Monday, June 28, 2010

Wool Market Fun

The South Minneapolis Wild Wool Market was, once again, well attended and so much fun. Even if no one came, I think we would enjoy ourselves! What's not to enjoy about people engaged with fiber?
This darling little one finished her fiber day with Grandma at our place. She had started the day by making fairies at the Fiber Studio and ended by making a Wild Batt with me.


Jenn Cuff spent the day spinning (So did I;-)) Although I have no photos to prove it, my friend Carla brought in her Navajo spindle and taught us how to use it. Several of us took turns on it while she tried out my new Majacraft Wheel. Her hand can be seen somewhere in this fluffy, curly single made from loose locks. I spun 3 skeins during the day, totaling nearly 300 yards.

You never know what will happen at a wool market. If you stay long enough, you are bound to learn something new or make a new friend.

Next market? July 24.

The wool market will probably resume in September. Stay tuned.

Tuesday, June 22, 2010

more installation shots

study with Adrienne Sloane

(Leslie D., Martha B.,Deb G.,Fran N., me, Adrienne Sloane)
The class, Knitting and the Political Landscape, by Adrienne Sloane, finally taught this longtime knitter (like 40 years on and off) HOW to knit. The goal was to accumulate enough skills to be able to knit in a sculptural manner. It was so HARD ON MY HANDS! (The nearly 50 years of art working have taken a toll!) BUT, stay tuned. Things may happen! I organized and added a few needles to the stash and do have plans involving shifu, audio tape and wool.It was a power-packed class. The lists and the bulletin boards barely cover the intensity. We sampled, sampled and sampled, technique after technique, stretching our knitting concepts and forms into three dimensional space.




In the end, yarn bombing happened. Leslie, with the help of Martha, knit a garter for a baluster outside of Yudof Hall. Other bombs were sprinkled through McNeil Hall.




installation

The gallery is a quiet studio, talk radio in the background. This Saturday, it will light up with the second South Minneapolis Wild Wool Market. Ideas have been knocking around in my head that involves the little dresses again, but in 3-d with fiber. SO, I today I began.
I like the relationships that are developing among the parts, although it is still too linear, simply curated objects rather than a full 3-d experience. I think the placenta dress needs to hang in space rather like the stuffed dress at the left.But with the wool market arriving in a couple of days, I will leave it as is for now.


Thursday, June 3, 2010

Flowers in celebration

Do you remember Kari Gunther-Seymour? I do! She sent this bouquet celebrating 7 years of the gallery and the beginning of my sabbatical!

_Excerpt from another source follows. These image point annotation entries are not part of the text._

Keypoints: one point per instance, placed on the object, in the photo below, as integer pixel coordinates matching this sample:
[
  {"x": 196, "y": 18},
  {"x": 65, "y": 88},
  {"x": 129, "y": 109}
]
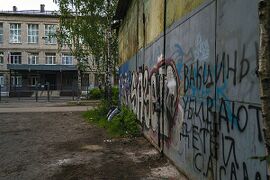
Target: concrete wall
[{"x": 199, "y": 102}]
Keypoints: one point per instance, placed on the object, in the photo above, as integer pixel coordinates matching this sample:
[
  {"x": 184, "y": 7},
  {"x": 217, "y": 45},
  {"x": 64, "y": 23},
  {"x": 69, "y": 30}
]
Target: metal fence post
[
  {"x": 72, "y": 91},
  {"x": 0, "y": 92},
  {"x": 36, "y": 93},
  {"x": 48, "y": 91}
]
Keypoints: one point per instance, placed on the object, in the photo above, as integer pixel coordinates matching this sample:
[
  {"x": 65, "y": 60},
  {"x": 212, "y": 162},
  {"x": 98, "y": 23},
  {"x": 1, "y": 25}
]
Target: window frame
[
  {"x": 50, "y": 34},
  {"x": 52, "y": 56},
  {"x": 14, "y": 55},
  {"x": 1, "y": 33},
  {"x": 36, "y": 58},
  {"x": 2, "y": 80},
  {"x": 2, "y": 56},
  {"x": 32, "y": 33},
  {"x": 66, "y": 58},
  {"x": 15, "y": 33},
  {"x": 16, "y": 81}
]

What a wonderful artist and what a wonderful human being. Kari was one of the first artists I worked with here at the gallery. She shipped in WAR GAMES, an amazing installation of interactive art games that pertained to our never ending war in Iraq, in the first year of the gallery. Kari is a life long peace activist whose son went to war. She has produced powerful bodies of work that deal with the tension between supported her son, and the troops, while abhorring the war.(go to the gallery website and check out the archives: Show #3 and show #15.)